New head coach Mel Tucker’s first game shows challenges are apparent after Michigan State football team loses to lowly Rutgers, which hadn’t won in Big 10 since 2017

Michigan State head coach Mel Tucker stands among his players during the second half against Rutgers on Saturday in East Lansing. (AP photo)

If anyone doubted the challenge facing new Michigan State coach Mel Tucker, it should be obvious now.

The Spartans began the season at home against Rutgers last weekend — perhaps the easiest game on their schedule, in theory — and lost 38-27. It was the first Big Ten win for the Scarlet Knights since 2017 and left Michigan State with basically no silver linings heading into its big rivalry game at Michigan this weekend.

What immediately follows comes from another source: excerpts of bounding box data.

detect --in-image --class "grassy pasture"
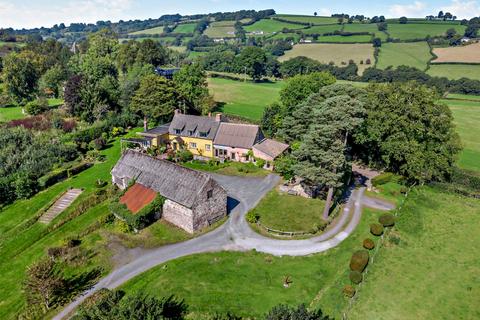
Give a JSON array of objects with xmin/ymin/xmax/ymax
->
[
  {"xmin": 432, "ymin": 43, "xmax": 480, "ymax": 63},
  {"xmin": 343, "ymin": 23, "xmax": 388, "ymax": 41},
  {"xmin": 172, "ymin": 23, "xmax": 197, "ymax": 33},
  {"xmin": 244, "ymin": 19, "xmax": 304, "ymax": 35},
  {"xmin": 347, "ymin": 187, "xmax": 480, "ymax": 320},
  {"xmin": 443, "ymin": 95, "xmax": 480, "ymax": 172},
  {"xmin": 275, "ymin": 14, "xmax": 338, "ymax": 25},
  {"xmin": 129, "ymin": 26, "xmax": 163, "ymax": 35},
  {"xmin": 204, "ymin": 21, "xmax": 235, "ymax": 38},
  {"xmin": 377, "ymin": 42, "xmax": 432, "ymax": 70},
  {"xmin": 279, "ymin": 43, "xmax": 374, "ymax": 74},
  {"xmin": 208, "ymin": 78, "xmax": 282, "ymax": 121},
  {"xmin": 427, "ymin": 64, "xmax": 480, "ymax": 80},
  {"xmin": 387, "ymin": 23, "xmax": 465, "ymax": 40}
]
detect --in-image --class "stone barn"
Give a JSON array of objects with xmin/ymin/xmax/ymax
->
[{"xmin": 111, "ymin": 150, "xmax": 227, "ymax": 233}]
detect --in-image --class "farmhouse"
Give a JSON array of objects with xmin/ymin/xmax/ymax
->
[{"xmin": 111, "ymin": 150, "xmax": 227, "ymax": 233}]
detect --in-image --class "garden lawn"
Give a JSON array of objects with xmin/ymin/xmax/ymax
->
[
  {"xmin": 387, "ymin": 23, "xmax": 465, "ymax": 40},
  {"xmin": 377, "ymin": 41, "xmax": 432, "ymax": 71},
  {"xmin": 243, "ymin": 19, "xmax": 305, "ymax": 35},
  {"xmin": 274, "ymin": 14, "xmax": 338, "ymax": 25},
  {"xmin": 279, "ymin": 43, "xmax": 375, "ymax": 74},
  {"xmin": 442, "ymin": 95, "xmax": 480, "ymax": 172},
  {"xmin": 347, "ymin": 187, "xmax": 480, "ymax": 320},
  {"xmin": 120, "ymin": 205, "xmax": 386, "ymax": 319},
  {"xmin": 253, "ymin": 189, "xmax": 325, "ymax": 232},
  {"xmin": 427, "ymin": 64, "xmax": 480, "ymax": 80},
  {"xmin": 208, "ymin": 78, "xmax": 282, "ymax": 121}
]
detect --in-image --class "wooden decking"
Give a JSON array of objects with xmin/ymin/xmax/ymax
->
[{"xmin": 38, "ymin": 189, "xmax": 83, "ymax": 224}]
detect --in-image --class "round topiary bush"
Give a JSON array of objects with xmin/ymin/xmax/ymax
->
[
  {"xmin": 350, "ymin": 250, "xmax": 369, "ymax": 272},
  {"xmin": 348, "ymin": 271, "xmax": 363, "ymax": 284},
  {"xmin": 363, "ymin": 238, "xmax": 375, "ymax": 250},
  {"xmin": 370, "ymin": 223, "xmax": 383, "ymax": 237},
  {"xmin": 343, "ymin": 284, "xmax": 355, "ymax": 298},
  {"xmin": 378, "ymin": 213, "xmax": 395, "ymax": 227}
]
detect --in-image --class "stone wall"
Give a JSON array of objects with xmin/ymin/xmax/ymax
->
[{"xmin": 162, "ymin": 199, "xmax": 196, "ymax": 233}]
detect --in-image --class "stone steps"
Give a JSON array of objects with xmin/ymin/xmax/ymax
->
[{"xmin": 38, "ymin": 189, "xmax": 83, "ymax": 224}]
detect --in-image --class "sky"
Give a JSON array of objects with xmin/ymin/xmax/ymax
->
[{"xmin": 0, "ymin": 0, "xmax": 480, "ymax": 29}]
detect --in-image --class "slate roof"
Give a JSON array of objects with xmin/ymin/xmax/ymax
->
[
  {"xmin": 253, "ymin": 139, "xmax": 289, "ymax": 159},
  {"xmin": 213, "ymin": 122, "xmax": 263, "ymax": 149},
  {"xmin": 111, "ymin": 150, "xmax": 221, "ymax": 208},
  {"xmin": 169, "ymin": 113, "xmax": 220, "ymax": 140}
]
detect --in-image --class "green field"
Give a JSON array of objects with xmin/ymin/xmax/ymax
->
[
  {"xmin": 317, "ymin": 35, "xmax": 372, "ymax": 43},
  {"xmin": 203, "ymin": 21, "xmax": 235, "ymax": 38},
  {"xmin": 172, "ymin": 23, "xmax": 197, "ymax": 33},
  {"xmin": 275, "ymin": 14, "xmax": 338, "ymax": 25},
  {"xmin": 243, "ymin": 19, "xmax": 305, "ymax": 35},
  {"xmin": 427, "ymin": 64, "xmax": 480, "ymax": 80},
  {"xmin": 208, "ymin": 78, "xmax": 282, "ymax": 121},
  {"xmin": 377, "ymin": 42, "xmax": 432, "ymax": 71},
  {"xmin": 129, "ymin": 26, "xmax": 163, "ymax": 35},
  {"xmin": 347, "ymin": 187, "xmax": 480, "ymax": 320},
  {"xmin": 443, "ymin": 95, "xmax": 480, "ymax": 172},
  {"xmin": 387, "ymin": 23, "xmax": 465, "ymax": 40},
  {"xmin": 343, "ymin": 23, "xmax": 388, "ymax": 41}
]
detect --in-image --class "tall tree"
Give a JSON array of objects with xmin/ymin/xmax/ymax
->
[{"xmin": 130, "ymin": 75, "xmax": 179, "ymax": 130}]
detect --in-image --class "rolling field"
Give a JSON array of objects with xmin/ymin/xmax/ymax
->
[
  {"xmin": 279, "ymin": 43, "xmax": 375, "ymax": 74},
  {"xmin": 172, "ymin": 23, "xmax": 197, "ymax": 33},
  {"xmin": 317, "ymin": 35, "xmax": 372, "ymax": 43},
  {"xmin": 427, "ymin": 64, "xmax": 480, "ymax": 80},
  {"xmin": 203, "ymin": 21, "xmax": 235, "ymax": 38},
  {"xmin": 208, "ymin": 78, "xmax": 282, "ymax": 121},
  {"xmin": 443, "ymin": 95, "xmax": 480, "ymax": 172},
  {"xmin": 343, "ymin": 23, "xmax": 388, "ymax": 41},
  {"xmin": 129, "ymin": 26, "xmax": 163, "ymax": 35},
  {"xmin": 377, "ymin": 42, "xmax": 432, "ymax": 71},
  {"xmin": 432, "ymin": 43, "xmax": 480, "ymax": 63},
  {"xmin": 243, "ymin": 19, "xmax": 305, "ymax": 35},
  {"xmin": 387, "ymin": 23, "xmax": 465, "ymax": 40},
  {"xmin": 275, "ymin": 14, "xmax": 338, "ymax": 25}
]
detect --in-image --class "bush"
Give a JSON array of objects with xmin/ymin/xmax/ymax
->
[
  {"xmin": 370, "ymin": 223, "xmax": 383, "ymax": 237},
  {"xmin": 378, "ymin": 213, "xmax": 395, "ymax": 227},
  {"xmin": 348, "ymin": 271, "xmax": 363, "ymax": 284},
  {"xmin": 247, "ymin": 210, "xmax": 260, "ymax": 223},
  {"xmin": 363, "ymin": 238, "xmax": 375, "ymax": 250},
  {"xmin": 343, "ymin": 284, "xmax": 355, "ymax": 298},
  {"xmin": 350, "ymin": 250, "xmax": 369, "ymax": 272}
]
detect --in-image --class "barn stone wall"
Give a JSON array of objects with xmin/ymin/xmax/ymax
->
[{"xmin": 162, "ymin": 199, "xmax": 196, "ymax": 233}]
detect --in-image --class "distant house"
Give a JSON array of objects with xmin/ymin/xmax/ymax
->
[
  {"xmin": 111, "ymin": 150, "xmax": 227, "ymax": 233},
  {"xmin": 155, "ymin": 68, "xmax": 180, "ymax": 80}
]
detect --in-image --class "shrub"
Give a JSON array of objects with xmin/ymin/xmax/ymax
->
[
  {"xmin": 378, "ymin": 213, "xmax": 395, "ymax": 227},
  {"xmin": 343, "ymin": 284, "xmax": 355, "ymax": 298},
  {"xmin": 348, "ymin": 271, "xmax": 363, "ymax": 284},
  {"xmin": 363, "ymin": 238, "xmax": 375, "ymax": 250},
  {"xmin": 370, "ymin": 223, "xmax": 383, "ymax": 237},
  {"xmin": 372, "ymin": 172, "xmax": 394, "ymax": 187},
  {"xmin": 247, "ymin": 210, "xmax": 260, "ymax": 223},
  {"xmin": 350, "ymin": 250, "xmax": 369, "ymax": 272}
]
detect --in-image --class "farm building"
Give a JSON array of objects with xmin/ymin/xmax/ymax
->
[{"xmin": 111, "ymin": 150, "xmax": 227, "ymax": 233}]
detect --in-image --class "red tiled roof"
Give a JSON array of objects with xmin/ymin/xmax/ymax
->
[{"xmin": 120, "ymin": 183, "xmax": 157, "ymax": 214}]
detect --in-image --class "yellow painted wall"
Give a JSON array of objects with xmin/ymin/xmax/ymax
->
[{"xmin": 169, "ymin": 135, "xmax": 213, "ymax": 158}]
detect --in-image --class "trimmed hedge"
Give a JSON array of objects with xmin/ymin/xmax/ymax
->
[
  {"xmin": 350, "ymin": 250, "xmax": 370, "ymax": 272},
  {"xmin": 378, "ymin": 213, "xmax": 395, "ymax": 227},
  {"xmin": 370, "ymin": 223, "xmax": 383, "ymax": 237},
  {"xmin": 110, "ymin": 195, "xmax": 165, "ymax": 230},
  {"xmin": 348, "ymin": 271, "xmax": 363, "ymax": 284},
  {"xmin": 363, "ymin": 238, "xmax": 375, "ymax": 250}
]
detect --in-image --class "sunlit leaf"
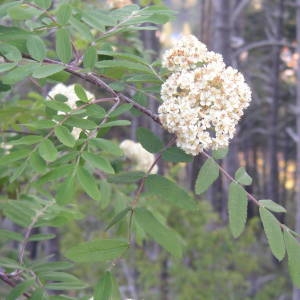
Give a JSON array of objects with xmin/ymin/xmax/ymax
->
[
  {"xmin": 64, "ymin": 239, "xmax": 129, "ymax": 262},
  {"xmin": 234, "ymin": 167, "xmax": 252, "ymax": 185},
  {"xmin": 26, "ymin": 35, "xmax": 46, "ymax": 61},
  {"xmin": 258, "ymin": 199, "xmax": 286, "ymax": 213},
  {"xmin": 228, "ymin": 182, "xmax": 248, "ymax": 238},
  {"xmin": 145, "ymin": 175, "xmax": 197, "ymax": 210},
  {"xmin": 283, "ymin": 229, "xmax": 300, "ymax": 288},
  {"xmin": 54, "ymin": 125, "xmax": 76, "ymax": 148},
  {"xmin": 134, "ymin": 208, "xmax": 183, "ymax": 258},
  {"xmin": 195, "ymin": 158, "xmax": 219, "ymax": 195},
  {"xmin": 259, "ymin": 206, "xmax": 285, "ymax": 261},
  {"xmin": 77, "ymin": 166, "xmax": 101, "ymax": 200},
  {"xmin": 136, "ymin": 127, "xmax": 164, "ymax": 153},
  {"xmin": 56, "ymin": 28, "xmax": 73, "ymax": 63}
]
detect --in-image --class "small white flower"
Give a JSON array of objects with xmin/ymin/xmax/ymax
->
[
  {"xmin": 158, "ymin": 35, "xmax": 251, "ymax": 155},
  {"xmin": 46, "ymin": 83, "xmax": 95, "ymax": 140}
]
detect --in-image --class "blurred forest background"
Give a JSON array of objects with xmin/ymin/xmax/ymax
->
[{"xmin": 0, "ymin": 0, "xmax": 300, "ymax": 300}]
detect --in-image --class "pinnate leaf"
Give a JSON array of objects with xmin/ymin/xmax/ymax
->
[
  {"xmin": 228, "ymin": 182, "xmax": 248, "ymax": 238},
  {"xmin": 83, "ymin": 47, "xmax": 97, "ymax": 70},
  {"xmin": 64, "ymin": 239, "xmax": 129, "ymax": 262},
  {"xmin": 94, "ymin": 271, "xmax": 112, "ymax": 300},
  {"xmin": 258, "ymin": 199, "xmax": 286, "ymax": 213},
  {"xmin": 26, "ymin": 35, "xmax": 46, "ymax": 61},
  {"xmin": 195, "ymin": 158, "xmax": 220, "ymax": 195},
  {"xmin": 259, "ymin": 206, "xmax": 285, "ymax": 261},
  {"xmin": 77, "ymin": 166, "xmax": 101, "ymax": 200},
  {"xmin": 54, "ymin": 125, "xmax": 76, "ymax": 148},
  {"xmin": 38, "ymin": 139, "xmax": 58, "ymax": 162},
  {"xmin": 135, "ymin": 208, "xmax": 183, "ymax": 258},
  {"xmin": 82, "ymin": 151, "xmax": 115, "ymax": 174},
  {"xmin": 56, "ymin": 28, "xmax": 73, "ymax": 63},
  {"xmin": 136, "ymin": 127, "xmax": 164, "ymax": 153},
  {"xmin": 234, "ymin": 167, "xmax": 252, "ymax": 185}
]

“This is the beginning. It’s not the end. So we’re looking to make progress every day, and work really hard,” said Tucker, who took over in February after Mark Dantonio’s retirement. “You usually make quite a bit of improvement from the first game to the second game, and that’s something that we’re looking to do.”

Michigan State’s news conferences Tuesday focused largely on the upcoming game against Michigan. In that sense, the Spartans are fortunate to have that matchup on deck — it allows them to move on quickly from the ugly loss. But Michigan State did not look in any way ready to face its biggest rival, and the Wolverines are favored by over three touchdowns.

Tucker seemed uninterested in calling Michigan by its name — instead using “the school down the road” — but if the Spartans still have a lot they need to fix.

Michigan State turned the ball over seven times in the opener. Some of those looked like the result of carelessness instead of Rutgers pressure — so the Spartans should be able to clean that up — but Michigan State looked a long way from being able to put together extended stretches of mistake-free football.

“I think there’s a little bit of a mental side to it, with the new staff and the new offense, but ultimately, it just comes down to holding onto the ball,” quarterback Rocky Lombardi said.

It was hard to evaluate Michigan State’s defense at times, since Rutgers started with several short fields, and Lombardi did throw for 319 yards amid all those turnovers.

“I think we only punted twice,” Lombardi said.

A bigger concern was Michigan State’s inability to establish a consistent running game despite plenty of attempts. A couple fourth-down runs were stopped short, and Jordan Simmons had the highest yards-per-carry average on the team at just 3.1.

That’s not a good sign heading into the Michigan game. In that series, controlling the line of scrimmage is often crucial.

“One thing that’s very important to be able to handle is, if in fact you do lose a game, how do you handle a loss?” Tucker said. “What is your mental disposition coming off of a game like that?”